The first bedroom she came to she immediately rejected; it was too close to the main staircase and the noise from foot traffic would be awful. She peeked in the second room, but found it too oppressive with its dark paneling, plus the bathroom was shared with the first room. The room directly across the hall, though, was more her style. There were large windows across the back wall, and a pair of French doors that led out to a small veranda. It had its own small bathroom attached and two large, walk-in closets.
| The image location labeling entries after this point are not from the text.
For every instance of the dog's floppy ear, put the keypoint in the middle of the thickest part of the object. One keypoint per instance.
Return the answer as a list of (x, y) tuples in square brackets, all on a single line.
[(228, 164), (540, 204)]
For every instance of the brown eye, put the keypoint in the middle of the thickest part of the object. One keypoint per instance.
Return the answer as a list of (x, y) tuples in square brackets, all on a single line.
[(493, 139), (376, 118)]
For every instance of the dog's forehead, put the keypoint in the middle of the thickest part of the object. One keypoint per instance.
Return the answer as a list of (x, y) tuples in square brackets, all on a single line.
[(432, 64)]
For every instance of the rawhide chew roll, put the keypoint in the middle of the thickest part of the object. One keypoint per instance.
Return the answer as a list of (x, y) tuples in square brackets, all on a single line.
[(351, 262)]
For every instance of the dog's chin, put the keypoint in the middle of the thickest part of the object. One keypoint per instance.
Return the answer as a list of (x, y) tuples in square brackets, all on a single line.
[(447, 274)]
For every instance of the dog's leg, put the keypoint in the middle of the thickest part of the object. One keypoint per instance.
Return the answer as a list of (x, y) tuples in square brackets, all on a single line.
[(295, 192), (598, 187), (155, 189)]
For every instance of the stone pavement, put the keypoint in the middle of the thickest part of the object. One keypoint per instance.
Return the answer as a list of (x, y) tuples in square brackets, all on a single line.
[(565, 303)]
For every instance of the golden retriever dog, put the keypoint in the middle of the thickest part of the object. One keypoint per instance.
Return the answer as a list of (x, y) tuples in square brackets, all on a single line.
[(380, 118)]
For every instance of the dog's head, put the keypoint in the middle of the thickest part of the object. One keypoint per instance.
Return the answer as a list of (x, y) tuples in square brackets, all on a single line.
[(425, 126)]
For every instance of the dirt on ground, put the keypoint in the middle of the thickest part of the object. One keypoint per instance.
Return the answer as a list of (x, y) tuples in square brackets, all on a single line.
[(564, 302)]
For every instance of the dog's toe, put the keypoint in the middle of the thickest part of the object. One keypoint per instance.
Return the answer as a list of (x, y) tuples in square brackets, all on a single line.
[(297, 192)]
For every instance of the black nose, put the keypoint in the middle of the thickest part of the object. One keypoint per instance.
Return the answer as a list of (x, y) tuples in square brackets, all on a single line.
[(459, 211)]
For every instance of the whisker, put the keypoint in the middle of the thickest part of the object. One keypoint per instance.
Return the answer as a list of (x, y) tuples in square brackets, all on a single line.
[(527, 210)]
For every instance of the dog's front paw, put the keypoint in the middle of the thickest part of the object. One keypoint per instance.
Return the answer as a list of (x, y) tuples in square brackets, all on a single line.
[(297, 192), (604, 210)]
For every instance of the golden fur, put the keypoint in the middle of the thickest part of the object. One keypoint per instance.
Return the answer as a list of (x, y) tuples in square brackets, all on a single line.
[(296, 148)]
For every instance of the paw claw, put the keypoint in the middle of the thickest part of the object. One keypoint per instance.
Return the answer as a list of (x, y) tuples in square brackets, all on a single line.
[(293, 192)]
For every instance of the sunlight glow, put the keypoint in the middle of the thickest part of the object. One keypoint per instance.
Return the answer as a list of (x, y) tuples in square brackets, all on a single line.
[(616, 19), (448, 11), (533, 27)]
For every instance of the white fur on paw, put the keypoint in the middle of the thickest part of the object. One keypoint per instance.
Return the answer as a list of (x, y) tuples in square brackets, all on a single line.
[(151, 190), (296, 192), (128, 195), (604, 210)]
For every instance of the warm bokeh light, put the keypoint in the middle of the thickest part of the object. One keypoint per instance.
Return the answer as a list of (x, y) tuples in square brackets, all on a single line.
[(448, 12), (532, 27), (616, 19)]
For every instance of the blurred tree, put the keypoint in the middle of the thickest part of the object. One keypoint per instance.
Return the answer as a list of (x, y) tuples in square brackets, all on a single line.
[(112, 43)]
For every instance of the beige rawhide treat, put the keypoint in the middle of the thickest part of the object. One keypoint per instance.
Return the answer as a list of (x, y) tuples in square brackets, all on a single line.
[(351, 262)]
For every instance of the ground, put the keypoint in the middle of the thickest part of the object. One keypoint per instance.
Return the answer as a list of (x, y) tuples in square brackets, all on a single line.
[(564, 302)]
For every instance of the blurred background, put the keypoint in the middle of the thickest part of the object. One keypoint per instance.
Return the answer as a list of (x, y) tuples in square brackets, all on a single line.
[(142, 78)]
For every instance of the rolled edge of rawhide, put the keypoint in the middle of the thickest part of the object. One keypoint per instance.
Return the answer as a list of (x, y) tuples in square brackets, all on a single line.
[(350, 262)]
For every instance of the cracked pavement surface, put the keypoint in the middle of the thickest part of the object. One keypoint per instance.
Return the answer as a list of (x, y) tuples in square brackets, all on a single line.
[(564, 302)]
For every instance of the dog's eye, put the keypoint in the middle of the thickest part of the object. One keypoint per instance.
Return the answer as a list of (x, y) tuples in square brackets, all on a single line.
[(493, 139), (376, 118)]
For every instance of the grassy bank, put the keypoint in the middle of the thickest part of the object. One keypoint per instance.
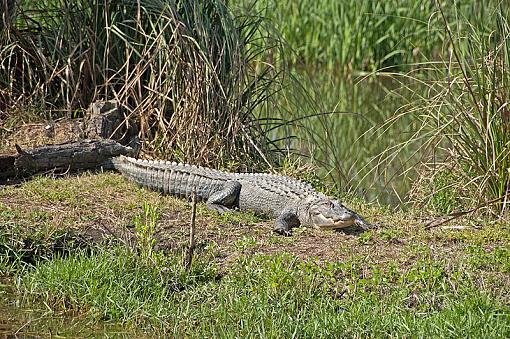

The walls were painted a light blue which made it seem a bit nursery-like, but wall paint was something that could easily be changed.

"Okay," she said, shivering a little at the first word to be uttered in the completed house. "This one is mine." She ran downstairs and grabbed her travel bag, hoisting it up to her room and depositing it on the floor. It looked sad and small all alone in the empty space, but the furniture would arrive later that afternoon and she would at least have a bed to set up in there before too long.

Next, Amy set out on a systematic exploration of the house. She had seen the blueprints for it, of course, and had visited the site once while it was being built, but she still wanted to see the real-life versions of things that had been in the plans. She started with the finished basement, then moved up to the first floor: entryway, living room, kitchen, dining room, breakfast nook, two empty rooms that could be offices or dens, two bathrooms. The upstairs held the six bedrooms and four more bathrooms, and a rec room. After that there was just an attic.

So yes, smaller than their old house. But so much larger than what she had gotten used to in the last eight years, and even larger for it being so empty.

Back in her own room, Amy spread her arms and laid back on the dark blue carpet, gazing up at the ceiling's stucco texture. There was one bit that, if she squinted her eyes, looked a little bit like a girl laying across the ceiling, her arms spread wide and gazing back at Amy.

"Yeah," she said, smiling up at it. "I like it here, too."